In the SARAWI simulations used in the present study, physiographic and physical parameters are statistically tuned using the monthly-average values resolved by CNRM-AM. We also differentiate nighttime and daytime conditions when the considered parameter physically depends on static stability. This leads to:

\(\epsilon _a\): Coefficients \(a_i\) of Eq. 9 are estimated using longwave fluxes simulated by CNRM-AM which are regressed with the atmospheric specific humidity and air temperature. We can consider \(a_i\) coefficients obtained from a regression that include all points in North Africa, or alternatively use \(a_i\) coefficients which vary depending on the climate zone (Sahara, Sahel, Guinea). Both approaches lead to similar results (with a 5.3 W/m\(^2\) or \(1.3\%\) uncertainty on \(LW_{in}\) and a \(0.28\,^{\circ }\mathrm{C}\) uncertainty on \(T_{2m}\)). A regional fitting over North Africa gives \(a_1=0.667\), \(a_2=1.17\times 10^{-2}\) with hus in g/kg and \(a_3=4.55\times 10^{-4}\) with \(T_a\) in \(\,^{\circ }\mathrm{C}\).

\(\epsilon _s\): As for \(\epsilon _a\), we use CNRM-AM longwave fluxes to estimate \(\epsilon _s\) (which uses the ECOCLIMAP database, Champeaux et al. 2005; Faroux et al. 2013). It is almost constant and equal to \(0.9946\pm 0.0065\) over all North Africa in CNRM-AM. We take this mean-value as a constant for all continental grid points (this leads to a 0.11 W/m\(^2\) or 0.03% uncertainty on \(LW_{in}\) and a \(0.08\,^{\circ }\mathrm{C}\) uncertainty on \(T_{2m}\) as compared to the local value for each grid point).

\(C_s\): In order to correctly fit \(C_s\), we use Eq. (2) with the resolved fluxes and temperatures given by CNRM-AM, which takes its soil physiographic characteristics from the ECOCLIMAP database (Champeaux et al. 2005; Faroux et al. 2013). We average the different terms for each grid point separately over daytime and nighttime, from which we estimate two physiographic 2D fields \(C_s^{night}(lon,lat)\) and \(C_s^{day}(lon,lat)\).

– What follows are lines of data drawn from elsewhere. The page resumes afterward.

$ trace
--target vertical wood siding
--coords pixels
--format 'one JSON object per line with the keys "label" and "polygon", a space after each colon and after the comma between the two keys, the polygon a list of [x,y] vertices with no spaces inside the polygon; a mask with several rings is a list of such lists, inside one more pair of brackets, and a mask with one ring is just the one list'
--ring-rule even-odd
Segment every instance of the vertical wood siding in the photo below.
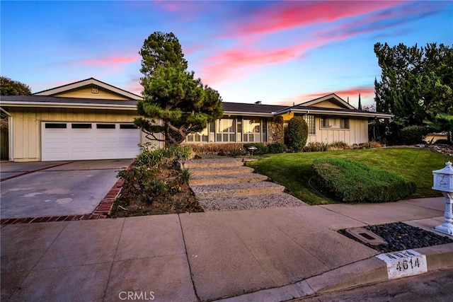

\(h_{rad}\): We compute \(h_{rad}=c_{rad}.\delta z\) at each grid point by determining the value of \(h_{rad}\) that minimizes the root mean square error between the CNRM-AM values of \(\frac{\partial T_a}{\partial t}_{rlw}\) and the estimated values of that tendency according to Eq. (6). Results show that the value of \(c_{rad}\) is very homogeneous over all continental North Africa, so we choose to keep one constant value in SARAWI equal to the average over the continental area: \(h_{rad}=4.74.\delta z\). Physically, \(h_{rad}\) corresponds to a characteristic penetration depth of the upwelling longwave flux emitted by the surface, or alternatively to the depth of the layer radiatively warmed (or cooled) by the surface.

\(h_{turb}\): It is fixed equal to the height between the first and the second layers of the CNRM-AM simulation (35 m).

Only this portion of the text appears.